Kaplan goes on to wonder whether Hadley and all the rest of our other top officials really believe this nonsense? The question he asks whether they so enraptured with PR that they think a slogan and a strategy are the same thing - and that retooling the one will transform the other?

It would seem so. Reality is what you make it, and these guys make it.

Remember these guys say things like this -
We're an empire now, and when we act, we create our own reality. And while you're studying that reality - judiciously, as you will - we'll act again, creating other new realities, which you can study too, and that's how things will sort out. We're history's actors... and you, all of you, will be left to just study what we do.
Got it? Change the words and you change the reality.

Sidney Blumenthal suggests all this renaming is how the Bush administration is silently signaling defeat - but I suspect they don't it see that way. Blumenthal is just the disgruntled left, after all - that other reality, that one doesn't count any longer.

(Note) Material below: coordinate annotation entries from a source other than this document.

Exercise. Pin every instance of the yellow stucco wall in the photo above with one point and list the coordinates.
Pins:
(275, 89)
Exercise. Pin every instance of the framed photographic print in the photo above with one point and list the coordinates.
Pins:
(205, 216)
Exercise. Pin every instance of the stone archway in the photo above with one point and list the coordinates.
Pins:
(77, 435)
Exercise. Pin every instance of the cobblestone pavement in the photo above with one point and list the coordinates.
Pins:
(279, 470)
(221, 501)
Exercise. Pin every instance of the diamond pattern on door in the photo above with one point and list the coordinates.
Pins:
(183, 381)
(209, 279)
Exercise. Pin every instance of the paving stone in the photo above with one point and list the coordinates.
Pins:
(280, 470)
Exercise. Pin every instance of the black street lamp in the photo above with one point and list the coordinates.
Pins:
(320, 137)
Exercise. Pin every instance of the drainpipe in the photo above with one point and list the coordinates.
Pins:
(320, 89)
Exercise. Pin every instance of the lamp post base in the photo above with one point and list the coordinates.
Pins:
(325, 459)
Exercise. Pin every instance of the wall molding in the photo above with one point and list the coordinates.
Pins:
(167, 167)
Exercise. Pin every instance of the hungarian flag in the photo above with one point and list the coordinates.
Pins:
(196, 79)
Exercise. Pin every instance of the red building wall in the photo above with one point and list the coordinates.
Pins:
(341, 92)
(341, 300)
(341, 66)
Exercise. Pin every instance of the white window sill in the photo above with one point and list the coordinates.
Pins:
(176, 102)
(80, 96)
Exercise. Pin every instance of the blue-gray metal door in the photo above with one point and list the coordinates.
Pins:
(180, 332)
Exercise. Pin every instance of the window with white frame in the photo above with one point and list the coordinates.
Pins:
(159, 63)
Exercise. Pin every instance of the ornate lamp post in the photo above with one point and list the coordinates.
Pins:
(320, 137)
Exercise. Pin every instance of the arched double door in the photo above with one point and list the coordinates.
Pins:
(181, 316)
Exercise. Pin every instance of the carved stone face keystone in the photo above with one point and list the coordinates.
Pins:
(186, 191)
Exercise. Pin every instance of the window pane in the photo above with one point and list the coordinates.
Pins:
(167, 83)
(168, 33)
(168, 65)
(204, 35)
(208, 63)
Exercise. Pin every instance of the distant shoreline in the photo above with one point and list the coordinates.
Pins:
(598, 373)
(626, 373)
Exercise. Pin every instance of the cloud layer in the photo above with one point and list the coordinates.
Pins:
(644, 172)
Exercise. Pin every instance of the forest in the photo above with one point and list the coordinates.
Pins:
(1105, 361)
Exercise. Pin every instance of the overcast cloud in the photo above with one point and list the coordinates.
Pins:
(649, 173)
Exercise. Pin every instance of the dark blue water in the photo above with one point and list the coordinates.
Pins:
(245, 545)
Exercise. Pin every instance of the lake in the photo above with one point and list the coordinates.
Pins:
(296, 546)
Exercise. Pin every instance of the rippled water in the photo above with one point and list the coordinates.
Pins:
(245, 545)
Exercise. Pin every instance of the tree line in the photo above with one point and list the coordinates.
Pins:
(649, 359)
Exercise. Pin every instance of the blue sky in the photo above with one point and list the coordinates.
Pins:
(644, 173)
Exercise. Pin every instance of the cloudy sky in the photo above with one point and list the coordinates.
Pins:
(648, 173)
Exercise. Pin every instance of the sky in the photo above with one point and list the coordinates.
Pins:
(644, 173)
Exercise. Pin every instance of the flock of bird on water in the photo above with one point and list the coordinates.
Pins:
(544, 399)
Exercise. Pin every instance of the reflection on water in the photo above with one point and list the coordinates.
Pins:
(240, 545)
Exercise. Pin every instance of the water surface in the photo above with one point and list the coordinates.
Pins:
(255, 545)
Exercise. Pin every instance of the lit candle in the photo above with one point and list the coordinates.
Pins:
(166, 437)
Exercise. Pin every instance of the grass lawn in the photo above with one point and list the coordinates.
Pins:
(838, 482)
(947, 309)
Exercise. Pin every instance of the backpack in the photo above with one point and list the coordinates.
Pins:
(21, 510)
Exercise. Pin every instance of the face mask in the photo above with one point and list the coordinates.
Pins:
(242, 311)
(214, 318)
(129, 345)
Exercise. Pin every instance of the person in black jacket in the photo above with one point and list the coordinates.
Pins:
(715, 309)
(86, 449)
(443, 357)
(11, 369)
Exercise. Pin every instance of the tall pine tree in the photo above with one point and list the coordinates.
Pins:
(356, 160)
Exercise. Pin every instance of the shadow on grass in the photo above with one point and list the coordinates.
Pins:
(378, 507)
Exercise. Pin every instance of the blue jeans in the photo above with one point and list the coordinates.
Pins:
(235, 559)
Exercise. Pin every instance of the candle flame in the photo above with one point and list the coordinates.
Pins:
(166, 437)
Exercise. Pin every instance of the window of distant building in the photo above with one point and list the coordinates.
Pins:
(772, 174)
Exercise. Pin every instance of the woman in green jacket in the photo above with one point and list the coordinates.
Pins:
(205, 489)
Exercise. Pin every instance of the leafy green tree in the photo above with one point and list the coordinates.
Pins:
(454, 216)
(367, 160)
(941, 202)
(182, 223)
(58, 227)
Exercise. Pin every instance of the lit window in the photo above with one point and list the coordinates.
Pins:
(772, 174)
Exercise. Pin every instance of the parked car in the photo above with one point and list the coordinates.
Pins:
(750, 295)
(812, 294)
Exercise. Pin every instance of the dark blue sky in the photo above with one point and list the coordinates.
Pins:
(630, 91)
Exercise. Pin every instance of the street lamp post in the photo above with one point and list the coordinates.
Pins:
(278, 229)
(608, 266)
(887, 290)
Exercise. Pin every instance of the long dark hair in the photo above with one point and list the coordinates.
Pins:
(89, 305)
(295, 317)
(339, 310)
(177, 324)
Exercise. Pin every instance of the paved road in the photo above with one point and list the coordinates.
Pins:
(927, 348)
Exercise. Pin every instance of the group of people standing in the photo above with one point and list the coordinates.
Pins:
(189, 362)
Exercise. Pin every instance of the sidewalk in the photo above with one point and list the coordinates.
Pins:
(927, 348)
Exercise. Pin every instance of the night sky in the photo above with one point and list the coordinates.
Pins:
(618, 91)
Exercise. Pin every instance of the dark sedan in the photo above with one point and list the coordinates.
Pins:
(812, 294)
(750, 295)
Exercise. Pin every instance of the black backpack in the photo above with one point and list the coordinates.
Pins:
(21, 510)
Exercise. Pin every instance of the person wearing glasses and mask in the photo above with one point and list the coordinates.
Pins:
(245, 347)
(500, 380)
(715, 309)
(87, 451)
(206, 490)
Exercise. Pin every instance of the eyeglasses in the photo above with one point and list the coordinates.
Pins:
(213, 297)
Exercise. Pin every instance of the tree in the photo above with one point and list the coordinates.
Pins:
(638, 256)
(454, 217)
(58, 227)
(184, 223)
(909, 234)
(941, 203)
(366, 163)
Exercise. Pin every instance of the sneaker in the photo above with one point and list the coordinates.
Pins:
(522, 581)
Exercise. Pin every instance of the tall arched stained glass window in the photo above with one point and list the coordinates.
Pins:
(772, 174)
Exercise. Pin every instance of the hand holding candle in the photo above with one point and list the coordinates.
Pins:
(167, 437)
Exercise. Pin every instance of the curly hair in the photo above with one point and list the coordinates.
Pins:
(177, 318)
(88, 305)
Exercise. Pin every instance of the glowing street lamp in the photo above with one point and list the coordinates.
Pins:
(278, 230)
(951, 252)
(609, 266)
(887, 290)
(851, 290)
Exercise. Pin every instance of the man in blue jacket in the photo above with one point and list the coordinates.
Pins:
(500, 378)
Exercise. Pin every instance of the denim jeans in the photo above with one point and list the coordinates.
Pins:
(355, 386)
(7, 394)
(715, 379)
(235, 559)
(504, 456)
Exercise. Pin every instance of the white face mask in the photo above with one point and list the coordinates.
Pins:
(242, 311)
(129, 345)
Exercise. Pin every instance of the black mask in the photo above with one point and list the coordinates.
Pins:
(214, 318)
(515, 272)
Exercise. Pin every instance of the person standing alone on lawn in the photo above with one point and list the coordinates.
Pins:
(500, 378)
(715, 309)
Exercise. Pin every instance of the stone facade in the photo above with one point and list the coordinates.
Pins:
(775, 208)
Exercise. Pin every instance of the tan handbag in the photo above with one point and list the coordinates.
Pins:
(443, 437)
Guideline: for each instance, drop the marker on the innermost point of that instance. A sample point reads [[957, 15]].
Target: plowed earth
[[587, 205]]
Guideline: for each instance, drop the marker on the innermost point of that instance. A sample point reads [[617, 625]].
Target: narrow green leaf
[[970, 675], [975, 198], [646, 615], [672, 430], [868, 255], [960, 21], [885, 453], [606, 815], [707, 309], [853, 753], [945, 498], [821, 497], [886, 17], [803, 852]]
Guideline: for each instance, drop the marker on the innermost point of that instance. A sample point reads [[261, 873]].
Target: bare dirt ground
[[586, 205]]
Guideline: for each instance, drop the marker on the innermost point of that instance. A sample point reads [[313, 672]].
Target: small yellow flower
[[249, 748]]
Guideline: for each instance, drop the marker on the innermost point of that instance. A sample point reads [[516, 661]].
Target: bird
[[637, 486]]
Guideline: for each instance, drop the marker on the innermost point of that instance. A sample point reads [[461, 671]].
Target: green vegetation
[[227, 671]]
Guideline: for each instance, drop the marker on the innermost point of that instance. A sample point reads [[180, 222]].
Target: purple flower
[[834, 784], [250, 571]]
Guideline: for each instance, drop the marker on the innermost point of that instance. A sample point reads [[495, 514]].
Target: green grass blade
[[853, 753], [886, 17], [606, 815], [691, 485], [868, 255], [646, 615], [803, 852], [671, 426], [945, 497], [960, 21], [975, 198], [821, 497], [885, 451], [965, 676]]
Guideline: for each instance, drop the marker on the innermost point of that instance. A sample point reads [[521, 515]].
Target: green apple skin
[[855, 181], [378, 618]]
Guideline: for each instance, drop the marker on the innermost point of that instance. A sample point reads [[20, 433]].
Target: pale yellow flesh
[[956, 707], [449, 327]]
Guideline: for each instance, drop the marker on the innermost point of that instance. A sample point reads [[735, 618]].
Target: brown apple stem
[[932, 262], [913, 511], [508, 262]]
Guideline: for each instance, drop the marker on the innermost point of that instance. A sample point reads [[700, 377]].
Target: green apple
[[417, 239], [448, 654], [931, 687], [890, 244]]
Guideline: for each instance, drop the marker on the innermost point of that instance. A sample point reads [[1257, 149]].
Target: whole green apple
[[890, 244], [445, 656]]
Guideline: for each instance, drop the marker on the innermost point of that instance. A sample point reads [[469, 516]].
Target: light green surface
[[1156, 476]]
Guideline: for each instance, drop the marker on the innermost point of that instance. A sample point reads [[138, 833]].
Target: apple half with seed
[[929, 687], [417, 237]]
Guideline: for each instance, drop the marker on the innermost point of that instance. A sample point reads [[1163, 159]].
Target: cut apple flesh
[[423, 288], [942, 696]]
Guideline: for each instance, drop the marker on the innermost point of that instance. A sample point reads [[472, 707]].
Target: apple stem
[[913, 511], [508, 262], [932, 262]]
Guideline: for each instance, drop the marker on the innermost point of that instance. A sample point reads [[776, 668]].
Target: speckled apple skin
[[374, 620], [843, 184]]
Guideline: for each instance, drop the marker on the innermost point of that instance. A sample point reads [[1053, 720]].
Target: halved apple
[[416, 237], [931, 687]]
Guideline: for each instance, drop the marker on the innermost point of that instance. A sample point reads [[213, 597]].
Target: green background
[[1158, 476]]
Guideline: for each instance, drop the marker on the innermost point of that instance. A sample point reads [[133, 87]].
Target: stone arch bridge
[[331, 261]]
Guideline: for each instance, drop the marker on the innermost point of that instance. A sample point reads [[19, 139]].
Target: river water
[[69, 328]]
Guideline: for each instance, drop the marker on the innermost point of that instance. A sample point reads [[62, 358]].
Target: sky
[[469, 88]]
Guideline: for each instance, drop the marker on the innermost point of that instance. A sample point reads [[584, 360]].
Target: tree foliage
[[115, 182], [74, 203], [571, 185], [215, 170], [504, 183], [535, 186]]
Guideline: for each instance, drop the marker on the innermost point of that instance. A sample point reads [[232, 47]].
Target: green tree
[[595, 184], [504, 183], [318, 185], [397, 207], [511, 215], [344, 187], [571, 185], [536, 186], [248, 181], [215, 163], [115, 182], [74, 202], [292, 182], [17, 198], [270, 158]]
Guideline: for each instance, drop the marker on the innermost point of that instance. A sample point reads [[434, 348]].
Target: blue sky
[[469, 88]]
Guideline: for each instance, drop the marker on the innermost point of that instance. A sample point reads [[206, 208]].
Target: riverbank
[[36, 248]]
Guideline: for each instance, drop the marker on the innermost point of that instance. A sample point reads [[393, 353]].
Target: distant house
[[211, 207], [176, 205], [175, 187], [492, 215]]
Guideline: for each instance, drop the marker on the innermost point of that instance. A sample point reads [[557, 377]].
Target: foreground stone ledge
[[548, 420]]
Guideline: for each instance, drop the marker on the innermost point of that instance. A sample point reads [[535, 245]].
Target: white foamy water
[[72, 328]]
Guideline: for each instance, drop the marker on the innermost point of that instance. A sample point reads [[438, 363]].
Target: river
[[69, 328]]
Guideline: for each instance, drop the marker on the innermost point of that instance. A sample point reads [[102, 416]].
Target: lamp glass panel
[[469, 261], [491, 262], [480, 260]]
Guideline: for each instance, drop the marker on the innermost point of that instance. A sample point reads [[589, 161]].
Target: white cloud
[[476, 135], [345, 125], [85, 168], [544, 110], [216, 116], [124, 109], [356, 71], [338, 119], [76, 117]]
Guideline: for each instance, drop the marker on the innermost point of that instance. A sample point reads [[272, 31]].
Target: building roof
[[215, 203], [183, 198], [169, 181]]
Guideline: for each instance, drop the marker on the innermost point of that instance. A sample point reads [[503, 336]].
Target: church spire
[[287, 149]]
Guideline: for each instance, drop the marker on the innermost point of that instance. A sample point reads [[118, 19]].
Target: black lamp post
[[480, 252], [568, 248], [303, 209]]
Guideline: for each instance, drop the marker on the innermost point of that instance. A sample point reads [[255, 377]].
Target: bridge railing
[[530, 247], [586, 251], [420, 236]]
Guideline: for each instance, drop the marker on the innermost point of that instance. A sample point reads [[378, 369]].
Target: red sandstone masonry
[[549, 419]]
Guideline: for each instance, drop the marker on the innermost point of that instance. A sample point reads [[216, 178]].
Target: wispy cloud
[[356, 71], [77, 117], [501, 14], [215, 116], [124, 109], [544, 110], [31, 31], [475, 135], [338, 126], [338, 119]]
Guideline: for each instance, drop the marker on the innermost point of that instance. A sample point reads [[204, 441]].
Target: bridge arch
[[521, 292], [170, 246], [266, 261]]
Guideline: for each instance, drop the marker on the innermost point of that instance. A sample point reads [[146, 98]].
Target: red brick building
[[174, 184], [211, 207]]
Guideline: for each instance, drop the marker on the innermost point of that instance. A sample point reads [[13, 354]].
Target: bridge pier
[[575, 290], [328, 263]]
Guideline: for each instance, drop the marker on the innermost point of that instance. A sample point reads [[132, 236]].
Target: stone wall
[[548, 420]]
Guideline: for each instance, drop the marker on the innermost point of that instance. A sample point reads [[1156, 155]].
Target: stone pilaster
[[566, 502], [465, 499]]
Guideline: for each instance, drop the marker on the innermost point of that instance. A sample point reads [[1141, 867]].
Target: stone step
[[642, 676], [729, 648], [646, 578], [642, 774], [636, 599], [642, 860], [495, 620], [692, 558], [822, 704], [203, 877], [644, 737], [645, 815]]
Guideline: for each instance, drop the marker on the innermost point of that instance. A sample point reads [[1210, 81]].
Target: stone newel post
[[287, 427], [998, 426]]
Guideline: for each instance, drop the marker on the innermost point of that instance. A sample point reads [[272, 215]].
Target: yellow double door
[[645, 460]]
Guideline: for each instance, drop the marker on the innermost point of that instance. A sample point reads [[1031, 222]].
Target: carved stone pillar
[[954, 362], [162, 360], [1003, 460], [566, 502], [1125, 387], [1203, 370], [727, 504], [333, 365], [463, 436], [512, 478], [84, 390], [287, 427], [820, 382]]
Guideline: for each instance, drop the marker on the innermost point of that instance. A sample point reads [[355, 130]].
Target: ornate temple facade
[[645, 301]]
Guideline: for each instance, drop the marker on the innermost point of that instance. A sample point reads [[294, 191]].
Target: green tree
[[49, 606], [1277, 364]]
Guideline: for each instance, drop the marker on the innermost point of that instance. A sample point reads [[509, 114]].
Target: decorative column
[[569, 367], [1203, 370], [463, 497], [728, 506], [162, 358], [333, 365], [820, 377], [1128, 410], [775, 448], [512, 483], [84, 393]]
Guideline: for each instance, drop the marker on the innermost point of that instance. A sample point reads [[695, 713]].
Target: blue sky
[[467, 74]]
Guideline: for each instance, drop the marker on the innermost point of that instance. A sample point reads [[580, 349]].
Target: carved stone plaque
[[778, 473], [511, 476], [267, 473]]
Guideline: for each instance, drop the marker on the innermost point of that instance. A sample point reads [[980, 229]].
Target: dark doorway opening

I haven't found anyone saying it yet, but I'm sure it has been said - GSAVE is just a shorted form of "Jesus Saves." It's a crusade thing. (Our friend the high-powered Wall Street attorney also points out that GWOT was far too close to G-Spot.)

Paul Glastris, curiously, here asks us to consider this passage from Thucydides' "History of the Peloponnesian War" -
The meaning of words had no longer the same relation to things, but was changed by them as they thought proper. Reckless daring was held to be loyal courage; prudent delay was the excuse of a coward; moderation was the disguise of unmanly weakness; to know everything was to do nothing. Frantic energy was the true quality of a man.
Yep, it's all how you look at things, and who controls the words used.

And who reads Thucydides these days?

People read John Hinderaker over at Powerline - and Time Magazine says Hinderaker with what he writes on his site is one of the most influential people in America. And Hinderaker says this:
It must be very strange to be President Bush. A man of extraordinary vision and brilliance approaching to genius, he can't get anyone to notice. He is like a great painter or musician who is ahead of his time, and who unveils one masterpiece after another to a reception that, when not bored, is hostile.
It's all how you look at it. One man's reality is not another's.

So it's GSAVE now. And the guys in the military may have to turn in these and get the revised version.